LaTeX manuals are full of examples such as Fig.~5
or Thm.~10
. The tilde prohibits a line break after the abbreviation completely, to make sure that the reader doesn't see a period at the end of a line and think that the current sentence is over and the next line is numbered. However, sometimes it's better to break after the period because other alternatives would be worse, e.g., when a long Probl.~1.2.3.4.5.6
runs into the margin, to which the publisher rightfully says it quits the print area or the visible area.

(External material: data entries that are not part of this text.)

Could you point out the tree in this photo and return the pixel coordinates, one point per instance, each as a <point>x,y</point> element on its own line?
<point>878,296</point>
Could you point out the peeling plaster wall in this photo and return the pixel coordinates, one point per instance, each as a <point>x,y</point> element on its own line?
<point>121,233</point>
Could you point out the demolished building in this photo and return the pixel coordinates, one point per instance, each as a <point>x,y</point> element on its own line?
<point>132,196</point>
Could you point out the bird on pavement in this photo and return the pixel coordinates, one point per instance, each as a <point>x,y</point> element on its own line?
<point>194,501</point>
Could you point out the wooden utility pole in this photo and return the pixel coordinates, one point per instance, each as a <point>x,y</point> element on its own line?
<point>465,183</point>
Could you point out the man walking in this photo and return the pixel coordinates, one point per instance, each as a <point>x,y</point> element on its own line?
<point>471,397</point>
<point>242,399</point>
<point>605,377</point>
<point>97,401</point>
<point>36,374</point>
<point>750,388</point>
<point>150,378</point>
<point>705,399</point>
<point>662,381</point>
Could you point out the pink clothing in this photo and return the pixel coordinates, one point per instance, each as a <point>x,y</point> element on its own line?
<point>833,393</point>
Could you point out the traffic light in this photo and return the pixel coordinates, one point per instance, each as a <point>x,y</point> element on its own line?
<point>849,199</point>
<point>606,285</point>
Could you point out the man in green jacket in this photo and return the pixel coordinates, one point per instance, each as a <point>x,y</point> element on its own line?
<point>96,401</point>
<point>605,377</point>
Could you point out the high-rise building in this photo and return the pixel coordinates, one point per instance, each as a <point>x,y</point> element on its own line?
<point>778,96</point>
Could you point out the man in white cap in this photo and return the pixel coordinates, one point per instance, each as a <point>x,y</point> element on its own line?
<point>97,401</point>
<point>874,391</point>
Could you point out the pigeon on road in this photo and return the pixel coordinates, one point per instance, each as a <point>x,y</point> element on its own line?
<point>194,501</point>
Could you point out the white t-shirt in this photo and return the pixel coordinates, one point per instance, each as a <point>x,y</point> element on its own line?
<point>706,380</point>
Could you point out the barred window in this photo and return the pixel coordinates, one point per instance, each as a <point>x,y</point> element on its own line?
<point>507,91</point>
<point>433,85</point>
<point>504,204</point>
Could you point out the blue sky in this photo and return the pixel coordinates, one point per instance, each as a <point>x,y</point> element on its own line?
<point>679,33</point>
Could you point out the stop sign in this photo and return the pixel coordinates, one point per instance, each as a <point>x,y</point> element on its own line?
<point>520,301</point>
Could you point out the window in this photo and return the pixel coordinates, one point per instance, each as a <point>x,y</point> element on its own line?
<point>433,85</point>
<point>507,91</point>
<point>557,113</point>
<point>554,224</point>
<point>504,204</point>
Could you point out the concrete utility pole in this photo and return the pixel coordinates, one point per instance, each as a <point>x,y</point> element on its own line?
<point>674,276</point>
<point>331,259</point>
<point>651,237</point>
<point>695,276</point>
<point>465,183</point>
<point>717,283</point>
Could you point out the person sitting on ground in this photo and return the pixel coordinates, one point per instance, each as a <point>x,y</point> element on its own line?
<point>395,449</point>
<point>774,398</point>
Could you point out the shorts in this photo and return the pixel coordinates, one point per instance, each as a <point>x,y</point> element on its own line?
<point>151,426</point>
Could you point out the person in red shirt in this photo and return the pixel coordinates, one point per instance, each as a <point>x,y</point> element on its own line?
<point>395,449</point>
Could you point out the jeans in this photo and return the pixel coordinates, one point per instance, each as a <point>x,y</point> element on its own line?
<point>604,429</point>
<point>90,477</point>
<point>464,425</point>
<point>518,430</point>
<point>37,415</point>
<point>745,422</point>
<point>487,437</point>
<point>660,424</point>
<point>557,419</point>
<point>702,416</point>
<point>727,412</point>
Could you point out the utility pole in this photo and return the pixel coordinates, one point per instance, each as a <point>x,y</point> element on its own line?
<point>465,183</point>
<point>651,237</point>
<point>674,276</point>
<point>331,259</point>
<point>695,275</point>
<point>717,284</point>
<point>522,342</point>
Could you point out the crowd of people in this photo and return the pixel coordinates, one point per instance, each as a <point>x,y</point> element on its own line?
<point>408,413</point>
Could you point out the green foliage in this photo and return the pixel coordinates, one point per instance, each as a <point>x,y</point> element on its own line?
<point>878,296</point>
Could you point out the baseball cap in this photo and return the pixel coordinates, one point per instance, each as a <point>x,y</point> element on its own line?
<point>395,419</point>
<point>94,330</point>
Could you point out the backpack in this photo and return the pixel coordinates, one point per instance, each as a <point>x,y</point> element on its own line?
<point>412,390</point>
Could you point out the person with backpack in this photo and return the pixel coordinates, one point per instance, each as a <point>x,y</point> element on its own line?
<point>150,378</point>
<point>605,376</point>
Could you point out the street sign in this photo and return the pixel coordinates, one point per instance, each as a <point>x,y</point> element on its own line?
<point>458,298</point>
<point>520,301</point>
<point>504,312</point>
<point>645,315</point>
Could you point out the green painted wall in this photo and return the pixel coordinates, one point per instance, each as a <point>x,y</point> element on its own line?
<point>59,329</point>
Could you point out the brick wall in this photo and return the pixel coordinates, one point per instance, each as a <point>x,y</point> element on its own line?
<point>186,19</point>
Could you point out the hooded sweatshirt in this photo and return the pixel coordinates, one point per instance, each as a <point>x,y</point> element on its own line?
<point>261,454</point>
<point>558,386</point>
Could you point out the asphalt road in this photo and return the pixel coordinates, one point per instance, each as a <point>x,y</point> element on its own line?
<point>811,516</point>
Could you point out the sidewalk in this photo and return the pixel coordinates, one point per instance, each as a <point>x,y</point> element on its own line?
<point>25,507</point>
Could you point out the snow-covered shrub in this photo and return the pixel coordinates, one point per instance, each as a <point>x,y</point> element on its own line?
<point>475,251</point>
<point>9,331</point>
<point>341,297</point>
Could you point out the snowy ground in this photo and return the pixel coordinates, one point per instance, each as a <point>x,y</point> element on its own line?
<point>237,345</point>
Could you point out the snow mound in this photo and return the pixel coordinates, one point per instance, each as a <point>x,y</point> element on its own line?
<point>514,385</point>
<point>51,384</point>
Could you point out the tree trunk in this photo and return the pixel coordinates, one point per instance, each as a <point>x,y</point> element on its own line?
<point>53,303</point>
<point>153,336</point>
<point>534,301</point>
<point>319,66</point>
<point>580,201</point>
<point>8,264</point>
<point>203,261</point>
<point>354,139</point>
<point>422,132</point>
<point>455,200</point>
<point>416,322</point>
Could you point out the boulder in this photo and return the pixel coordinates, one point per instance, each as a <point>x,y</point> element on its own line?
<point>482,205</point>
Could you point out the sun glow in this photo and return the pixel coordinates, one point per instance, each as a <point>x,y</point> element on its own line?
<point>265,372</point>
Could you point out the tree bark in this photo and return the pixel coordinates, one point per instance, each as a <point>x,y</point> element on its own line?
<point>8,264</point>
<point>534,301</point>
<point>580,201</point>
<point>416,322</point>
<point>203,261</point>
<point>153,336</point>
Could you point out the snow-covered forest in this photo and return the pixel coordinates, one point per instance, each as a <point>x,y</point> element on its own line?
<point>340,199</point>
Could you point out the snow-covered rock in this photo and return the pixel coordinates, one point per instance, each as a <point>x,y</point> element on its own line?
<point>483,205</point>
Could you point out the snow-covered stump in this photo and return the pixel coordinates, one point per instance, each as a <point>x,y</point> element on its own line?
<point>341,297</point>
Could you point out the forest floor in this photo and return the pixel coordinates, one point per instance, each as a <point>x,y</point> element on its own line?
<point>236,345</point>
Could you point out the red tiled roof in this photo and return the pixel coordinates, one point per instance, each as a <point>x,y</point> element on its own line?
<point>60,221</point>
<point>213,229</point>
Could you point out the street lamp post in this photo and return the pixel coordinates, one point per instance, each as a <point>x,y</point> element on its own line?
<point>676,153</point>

What would be an elegant way to tell LaTeX to make a break after the full stop only if otherwise the typesetting gets really nasty? E.g., is there any better, short, elegant way of saying Probl.\@\penalty5000\ 1.2.3.4.5.6
? I randomly took 5000 here; please feel free to adjust this number accordingly (and say why you take a different value if you adjust it). Of course, we would like the solution to work regardless of whether we use French or English spacing and, ideally, with cleveref. My attempts:
\documentclass{article}
\usepackage{float}
\usepackage{cleveref}
\crefname{figure}{Fig.\@\penalty5000}{Figs.\@\penalty5000}
\showoutput
\begin{document}
\nonfrenchspacing%% to have the most general solution
See Fig.\@\penalty5000\ \labelcref{figure_label}\@.%% Not elegant at all
\begin{figure}[H]
\caption{No, this has nothing to do with the manual ``See Figure 1''. Don't search for it online, please.}
\label{figure_label}
\end{figure}
See \cref{figure_label}. %% Produces \penalty5000\penalty10000 in the output :-(.